À son retour à Maurice, elle est appelée à travailler dans un bureau de la compagnie trois fois par semaine, mais elle sentait qu’elle n’y avait pas sa place. Elle a même fait face à des remarques méchantes, désobligeantes, explique-t-elle. «J’ai aussi subi plusieurs remarques venant du higher management de l’époque, où ils me disaient que j’avais fait un énorme trou dans leur budget. Ou encore que je n’étais que psychologiquement ‘débalancée’. Je n’ai pas reçu un grand soutien de mon employeur.» Après cinq ans et demi, elle obtient un dédommagement financier. Mais, selon elle, ce dernier ne vaut plus rien aujourd’hui. «On m’avait aussi parlé de billet gratuit pour mes check-up annuels, mais je débourse chaque année cette somme de ma poche.»
En 1998, elle est accueillie par l’Air Mauritius Cabin Crew Association (AMCCA) où elle travaille trois fois par semaine, jusqu’à ce jour, dans l’administration.
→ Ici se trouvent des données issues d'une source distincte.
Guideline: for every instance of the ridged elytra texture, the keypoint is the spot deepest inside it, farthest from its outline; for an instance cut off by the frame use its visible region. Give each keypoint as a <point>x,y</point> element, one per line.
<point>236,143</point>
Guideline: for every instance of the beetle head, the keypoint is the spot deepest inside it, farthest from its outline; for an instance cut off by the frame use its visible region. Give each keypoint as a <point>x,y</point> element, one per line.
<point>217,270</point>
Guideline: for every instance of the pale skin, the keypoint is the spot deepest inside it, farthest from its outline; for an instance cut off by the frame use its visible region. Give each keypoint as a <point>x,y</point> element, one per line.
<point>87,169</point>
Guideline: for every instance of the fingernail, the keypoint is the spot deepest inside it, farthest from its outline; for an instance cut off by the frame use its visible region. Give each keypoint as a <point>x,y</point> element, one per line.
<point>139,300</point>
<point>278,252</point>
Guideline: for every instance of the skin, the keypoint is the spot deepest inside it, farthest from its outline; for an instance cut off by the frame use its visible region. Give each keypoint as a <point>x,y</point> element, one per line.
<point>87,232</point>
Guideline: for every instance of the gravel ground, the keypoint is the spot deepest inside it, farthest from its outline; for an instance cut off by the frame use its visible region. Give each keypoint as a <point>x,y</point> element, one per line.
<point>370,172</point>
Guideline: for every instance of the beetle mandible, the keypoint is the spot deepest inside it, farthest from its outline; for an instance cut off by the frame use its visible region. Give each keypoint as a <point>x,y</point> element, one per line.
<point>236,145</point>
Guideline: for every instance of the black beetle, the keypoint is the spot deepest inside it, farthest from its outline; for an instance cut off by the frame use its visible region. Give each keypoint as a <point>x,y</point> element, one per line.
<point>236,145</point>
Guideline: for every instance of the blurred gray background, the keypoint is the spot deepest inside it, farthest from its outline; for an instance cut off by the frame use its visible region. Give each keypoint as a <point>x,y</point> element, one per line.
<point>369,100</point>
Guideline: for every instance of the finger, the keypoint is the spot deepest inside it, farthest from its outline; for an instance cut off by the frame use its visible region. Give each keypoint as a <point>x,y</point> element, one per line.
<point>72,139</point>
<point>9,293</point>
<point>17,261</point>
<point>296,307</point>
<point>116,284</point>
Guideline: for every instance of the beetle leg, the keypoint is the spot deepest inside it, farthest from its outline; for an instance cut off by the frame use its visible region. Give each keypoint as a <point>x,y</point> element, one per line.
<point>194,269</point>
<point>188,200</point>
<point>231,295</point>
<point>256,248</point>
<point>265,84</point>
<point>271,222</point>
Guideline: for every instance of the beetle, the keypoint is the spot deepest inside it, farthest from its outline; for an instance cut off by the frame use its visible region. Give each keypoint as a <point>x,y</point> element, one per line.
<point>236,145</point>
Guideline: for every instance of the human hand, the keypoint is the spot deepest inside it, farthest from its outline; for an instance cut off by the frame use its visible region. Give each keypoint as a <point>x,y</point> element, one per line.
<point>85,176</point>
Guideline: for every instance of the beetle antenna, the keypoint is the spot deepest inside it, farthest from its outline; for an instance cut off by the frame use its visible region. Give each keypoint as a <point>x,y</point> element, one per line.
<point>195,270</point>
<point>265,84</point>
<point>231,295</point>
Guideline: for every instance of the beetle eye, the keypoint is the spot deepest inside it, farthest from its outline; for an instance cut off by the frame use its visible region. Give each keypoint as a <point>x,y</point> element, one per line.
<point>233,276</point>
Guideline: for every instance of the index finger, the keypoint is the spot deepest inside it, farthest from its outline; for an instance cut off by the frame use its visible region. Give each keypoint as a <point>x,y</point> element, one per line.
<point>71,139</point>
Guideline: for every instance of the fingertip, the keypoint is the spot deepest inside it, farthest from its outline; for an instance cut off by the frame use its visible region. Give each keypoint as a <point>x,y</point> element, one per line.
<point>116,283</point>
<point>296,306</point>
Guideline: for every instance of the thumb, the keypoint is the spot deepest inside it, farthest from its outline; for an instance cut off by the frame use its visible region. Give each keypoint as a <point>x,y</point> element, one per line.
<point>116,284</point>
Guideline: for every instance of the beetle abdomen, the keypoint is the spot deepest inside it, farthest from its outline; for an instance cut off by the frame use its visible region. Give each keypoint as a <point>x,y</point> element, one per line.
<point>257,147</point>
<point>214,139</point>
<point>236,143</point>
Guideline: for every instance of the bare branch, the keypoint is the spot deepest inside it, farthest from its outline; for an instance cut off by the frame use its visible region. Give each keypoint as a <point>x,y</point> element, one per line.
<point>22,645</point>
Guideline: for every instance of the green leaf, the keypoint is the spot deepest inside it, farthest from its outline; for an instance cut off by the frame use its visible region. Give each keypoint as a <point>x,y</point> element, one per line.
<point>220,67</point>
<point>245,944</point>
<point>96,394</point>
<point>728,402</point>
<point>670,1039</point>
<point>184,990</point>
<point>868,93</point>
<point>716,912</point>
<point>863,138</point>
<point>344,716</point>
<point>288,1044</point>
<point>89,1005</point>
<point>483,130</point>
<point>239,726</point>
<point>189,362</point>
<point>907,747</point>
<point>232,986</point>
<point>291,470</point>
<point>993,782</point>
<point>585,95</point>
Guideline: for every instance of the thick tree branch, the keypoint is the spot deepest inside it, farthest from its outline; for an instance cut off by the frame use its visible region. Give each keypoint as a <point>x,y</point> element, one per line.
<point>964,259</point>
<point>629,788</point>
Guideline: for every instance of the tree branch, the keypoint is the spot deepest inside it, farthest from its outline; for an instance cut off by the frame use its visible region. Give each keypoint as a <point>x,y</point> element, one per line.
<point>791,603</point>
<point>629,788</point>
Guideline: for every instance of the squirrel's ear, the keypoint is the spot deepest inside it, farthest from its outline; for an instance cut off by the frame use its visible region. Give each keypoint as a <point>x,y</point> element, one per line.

Malgré cette dure épreuve de la vie, Nalini Ramasamy ne se plaint pas. «Kapav ti dan mo destin sa ; sé la vi.» D’ailleurs, Nalini a su faire de cet incident une bataille car elle est aussi très active pour la cause des handicapés.
L’AMCCA déplore les conditions de travail...
L’AMCCA déplore encore une fois les conditions de travail de ses membres. Selon ces derniers, il y a un message à faire passer après l’incident de Condor Airlines. Ils disent faire face à beaucoup de risques dans l’exercice de leurs fonctions et que, de ce fait, ils doivent être revalorisés par leur compagnie. «Après les nouveaux ajustements suite au Covid-19, nous sommes démotivés. Comment assurer la sécurité et le service quand nous faisons notre travail à contre-cœur ?», se demandent-ils.